Tuesday 13 March 2012

Winter Reflection

As I sit a my desk on another Tuesday morning at my main school, the sun streams through my window causing me to squint to lessen the glare. I don't move to close the curtain, as the sun reflects off the snowy roof causing it to glitter. Instead I breathe a sigh of relief, winter in Japan is almost at an end. 

Flashback to November; the weather turns cool, the autumn colours are everywhere, you get excited to try out your new beanie (toque), scarf and winter coat. December arrives and you gingerly make that appointment at the Mechanic to change over to your snow tyres, and then BAM its January. It's a whole different ball game. 

Winter in a small 'city' in the heart of Hyogo can be rough. My city counterparts complain of the cold, I just laugh at them. Even Takarazuka, only a 40 minute train ride away, is typically 5 degrees warmer partially due to the phenomenon known as 'urban heat island'. Now, I know I do not have the worst of it. Northern Hyogo-ers have to combat a great deal more snow, storms and cold brought by the cold fronts from north.  Sasayama has a rather unique climate caused by the mountains it is surrounded by. The heat of summer lingers in our mountain basin, as does the cold. Countless times I've looked to the local weather report and again, laughed. I know better. Inevitably the days weather turns out to be something similar to what our friends in Toyooka receive, rather than the weather of the south.

As a sufferer of SAD (seasonal affective disorder) I also have the unfortunate luck to be overly susceptible to chilblains, so things can get pretty tough. Winter has some of the sunniest days Japan sees in a year, but other weeks can pass without seeing a ray of sunshine (typical, I can see the stars at night), so friends gather together and vent over a nice nabe (hot pot) dinner. 
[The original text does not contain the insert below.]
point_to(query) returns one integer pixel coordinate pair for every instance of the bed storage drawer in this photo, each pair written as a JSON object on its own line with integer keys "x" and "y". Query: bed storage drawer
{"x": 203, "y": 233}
Now ways to combat the cold that would be seen as bizarre anywhere else are normal practice here. Older Japanese homes do not use double glazed windows, or insulation in the walls. Staying warm is a uphill battle. 

The Japanese LOVE kerosene heaters, but I personally can't stand them, so I make do with my reverse cycle air conditioner and the power bill. Double glazed windows have been replaced by bubble wrap. Most days upon my return home I have to crank the aircon to heat up my room, while seeking refuge in a hot shower. I don't have hot water in my kitchen, so I must carry a bucket from the bathroom, and place a small radiant heater in the kitchen to take the chill off the air as I do the dishes. I regularly seek respite from the cold at the gym, or the local heated pool (complete with sauna). Days on the ski slopes make me truly think I could love winter, but it's a expensive past time if you're not on the doorstep of a resort.

At school I wear 2 pairs of socks, thermal leggings under my dress pants, and usually 4 layers and top. On REALLY cold days I'll use a 'kairo', a small hand warmer, sometimes with a sticky backing so it can be placed on one of those layers to keep you warm. Some days I refuse to take off my outdoors jacket, and most days I sit at my desk wrapped in a small blanket like a piece of sushi.  

So where was I? Oh yeah, winter is drawing to a close (though sometimes there is snow as late as April) and the sun is shining through my window. At the end of the day, if Japan didn't do this: 

we wouldn't get this:

So I guess in it's own way, Japan makes up for it.